Generally regarded as the first star football player in school history, Charlie Haigler played over a six-year span for the Territorial Normal School at Tempe/Normal School of Arizona before a four-year football career at USC. Though impossible by modern standards, no collegiate restrictions were in place to prevent Haigler from a decade of playing college football.
Born in Globe, Ariz., but raised in Tempe, according to records the powerful back was a member of the football squad under head coach Fred Irish from its very beginning through 1902.
Our required course text, Maroon and Gold: A History of Sun Devil Athletics by ASU journalism icon Bob Eger, includes a recollection from the Tempe News stating that during the team's 6-0 win against the Phoenix Indian School in 1899 — the program's first football win ever — Haigler showcased a run that literally brought the house down.

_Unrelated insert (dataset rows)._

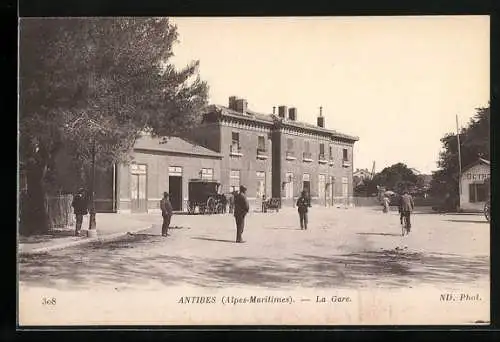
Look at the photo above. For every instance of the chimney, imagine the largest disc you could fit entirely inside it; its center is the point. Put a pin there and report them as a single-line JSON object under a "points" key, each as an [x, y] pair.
{"points": [[321, 119], [232, 102], [282, 111], [241, 106]]}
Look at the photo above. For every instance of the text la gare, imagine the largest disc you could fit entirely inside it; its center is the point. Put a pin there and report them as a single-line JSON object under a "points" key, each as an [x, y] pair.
{"points": [[333, 299]]}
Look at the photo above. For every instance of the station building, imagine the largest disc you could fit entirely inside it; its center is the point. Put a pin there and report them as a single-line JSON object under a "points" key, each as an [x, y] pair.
{"points": [[272, 155], [475, 186]]}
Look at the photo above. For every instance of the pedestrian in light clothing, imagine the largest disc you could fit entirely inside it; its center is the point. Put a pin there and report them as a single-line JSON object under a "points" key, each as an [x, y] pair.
{"points": [[407, 206], [166, 212], [241, 208], [80, 206], [303, 204]]}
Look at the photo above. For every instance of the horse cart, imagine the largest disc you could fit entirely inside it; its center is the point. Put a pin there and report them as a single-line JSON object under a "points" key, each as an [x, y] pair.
{"points": [[204, 197]]}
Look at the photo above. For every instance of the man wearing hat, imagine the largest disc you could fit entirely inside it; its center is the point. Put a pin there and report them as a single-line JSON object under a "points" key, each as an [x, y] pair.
{"points": [[80, 206], [166, 212], [240, 210]]}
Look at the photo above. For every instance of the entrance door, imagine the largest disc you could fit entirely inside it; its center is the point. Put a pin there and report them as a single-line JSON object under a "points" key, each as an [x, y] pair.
{"points": [[345, 190], [175, 192], [321, 188], [138, 197], [289, 186]]}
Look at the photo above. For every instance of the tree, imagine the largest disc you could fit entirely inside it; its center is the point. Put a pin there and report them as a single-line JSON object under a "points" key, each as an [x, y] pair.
{"points": [[97, 82], [397, 177], [474, 143]]}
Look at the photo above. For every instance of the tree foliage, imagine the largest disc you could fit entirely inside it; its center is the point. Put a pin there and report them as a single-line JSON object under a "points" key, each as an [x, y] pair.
{"points": [[474, 143], [397, 177], [102, 80]]}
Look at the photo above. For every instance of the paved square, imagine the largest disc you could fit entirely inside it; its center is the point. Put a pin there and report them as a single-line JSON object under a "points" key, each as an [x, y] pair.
{"points": [[343, 248]]}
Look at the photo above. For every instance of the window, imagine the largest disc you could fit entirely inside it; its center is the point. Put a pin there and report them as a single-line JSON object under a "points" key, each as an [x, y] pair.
{"points": [[477, 193], [235, 143], [236, 138], [345, 156], [207, 174], [321, 151], [234, 180], [261, 143]]}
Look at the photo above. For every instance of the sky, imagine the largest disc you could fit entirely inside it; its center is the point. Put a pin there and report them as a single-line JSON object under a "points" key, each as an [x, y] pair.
{"points": [[397, 83]]}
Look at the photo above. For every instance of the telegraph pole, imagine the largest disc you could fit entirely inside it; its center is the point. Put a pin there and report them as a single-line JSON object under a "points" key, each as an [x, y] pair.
{"points": [[459, 164]]}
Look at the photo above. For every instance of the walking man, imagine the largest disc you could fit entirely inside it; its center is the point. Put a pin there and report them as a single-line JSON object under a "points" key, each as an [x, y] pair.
{"points": [[80, 207], [407, 206], [240, 210], [166, 212], [302, 205]]}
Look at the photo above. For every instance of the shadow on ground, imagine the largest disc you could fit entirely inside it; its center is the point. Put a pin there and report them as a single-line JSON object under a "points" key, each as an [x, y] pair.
{"points": [[469, 221], [210, 239], [117, 263]]}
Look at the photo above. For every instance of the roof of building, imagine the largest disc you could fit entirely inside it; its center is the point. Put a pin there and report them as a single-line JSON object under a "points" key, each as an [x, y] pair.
{"points": [[270, 118], [478, 161], [173, 145]]}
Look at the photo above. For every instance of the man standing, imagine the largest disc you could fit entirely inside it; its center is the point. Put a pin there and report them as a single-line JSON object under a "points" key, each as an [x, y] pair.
{"points": [[302, 205], [407, 206], [241, 208], [80, 207], [166, 212]]}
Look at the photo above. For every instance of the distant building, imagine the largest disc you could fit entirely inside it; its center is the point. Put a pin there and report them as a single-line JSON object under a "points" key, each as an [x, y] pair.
{"points": [[475, 186], [360, 175], [159, 167]]}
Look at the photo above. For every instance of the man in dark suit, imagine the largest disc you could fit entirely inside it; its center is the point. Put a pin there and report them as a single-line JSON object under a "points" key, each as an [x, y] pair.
{"points": [[407, 205], [241, 208], [80, 206], [166, 212], [302, 204]]}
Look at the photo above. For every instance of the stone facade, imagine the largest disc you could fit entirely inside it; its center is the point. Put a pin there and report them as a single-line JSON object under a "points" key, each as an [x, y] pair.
{"points": [[157, 169], [257, 147]]}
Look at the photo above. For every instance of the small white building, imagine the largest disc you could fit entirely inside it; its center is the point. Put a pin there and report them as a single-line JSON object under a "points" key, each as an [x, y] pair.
{"points": [[475, 191]]}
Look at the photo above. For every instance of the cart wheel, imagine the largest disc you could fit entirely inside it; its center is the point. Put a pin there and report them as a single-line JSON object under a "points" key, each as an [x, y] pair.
{"points": [[219, 209], [211, 205]]}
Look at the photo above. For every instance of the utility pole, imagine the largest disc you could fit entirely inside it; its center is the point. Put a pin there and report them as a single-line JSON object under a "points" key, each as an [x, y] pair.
{"points": [[92, 232], [459, 165]]}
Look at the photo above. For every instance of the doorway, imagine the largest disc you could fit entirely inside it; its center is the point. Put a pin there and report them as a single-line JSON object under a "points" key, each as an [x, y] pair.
{"points": [[138, 187], [175, 192]]}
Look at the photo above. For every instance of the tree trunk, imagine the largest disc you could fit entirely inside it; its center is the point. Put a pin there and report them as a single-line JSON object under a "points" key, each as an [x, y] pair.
{"points": [[35, 218]]}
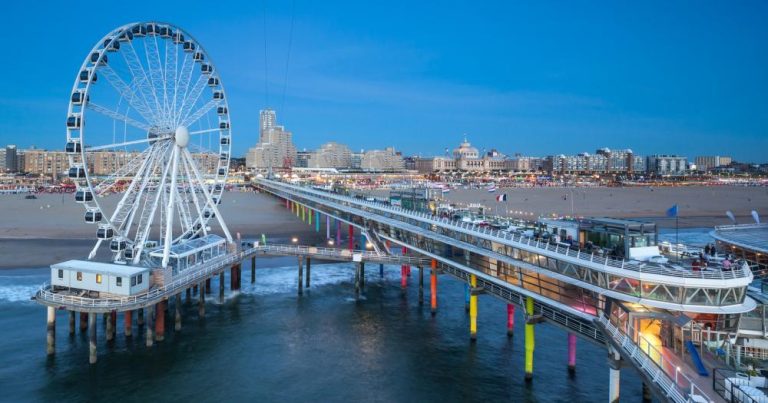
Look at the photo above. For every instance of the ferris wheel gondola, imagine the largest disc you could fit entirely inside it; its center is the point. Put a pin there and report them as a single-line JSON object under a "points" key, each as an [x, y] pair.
{"points": [[150, 93]]}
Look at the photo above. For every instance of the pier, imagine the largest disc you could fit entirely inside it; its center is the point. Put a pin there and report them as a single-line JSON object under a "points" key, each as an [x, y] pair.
{"points": [[587, 296]]}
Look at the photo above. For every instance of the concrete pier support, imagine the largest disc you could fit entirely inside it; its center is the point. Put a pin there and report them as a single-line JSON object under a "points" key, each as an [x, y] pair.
{"points": [[614, 377], [150, 327], [433, 288], [357, 281], [530, 343], [571, 353], [160, 320], [221, 286], [50, 339], [92, 338], [466, 296], [301, 274], [128, 323], [253, 269], [109, 333], [201, 303], [421, 285], [235, 278], [647, 397], [472, 309], [177, 313], [83, 322], [111, 325], [72, 321], [510, 320]]}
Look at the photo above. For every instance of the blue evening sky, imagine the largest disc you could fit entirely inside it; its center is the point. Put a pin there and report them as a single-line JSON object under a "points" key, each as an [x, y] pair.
{"points": [[535, 78]]}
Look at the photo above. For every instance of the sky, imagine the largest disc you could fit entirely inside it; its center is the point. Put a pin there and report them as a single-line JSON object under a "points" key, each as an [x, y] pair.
{"points": [[535, 78]]}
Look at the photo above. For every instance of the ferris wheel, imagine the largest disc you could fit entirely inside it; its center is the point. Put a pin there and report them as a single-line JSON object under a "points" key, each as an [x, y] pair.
{"points": [[158, 135]]}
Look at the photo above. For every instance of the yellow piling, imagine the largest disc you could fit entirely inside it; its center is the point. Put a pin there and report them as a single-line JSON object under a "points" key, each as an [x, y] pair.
{"points": [[529, 342], [472, 309]]}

According to the report, the game was played at a field near St. Xavier Church in Phoenix, and during a run in which Haigler reportedly knocked down several opponents and tracked two-thirds of the field, the crowd erupted so vivaciously that the old grandstand on which the audience was seated gave way and collapsed.
Haigler was also a key contributor in the team's 11-2 victory over the University of Arizona in 1899, the first matchup of what has become a vicious in-state rivalry for the iconic Territorial Cup.
He was inducted into the Arizona State University Sports Hall of Fame in 1978 and remains the only member that played football for the school at the turn of the 20th century. Haigler is also one of only four pre-World War II era football players to have been inducted into ASU's Sports Hall of Fame.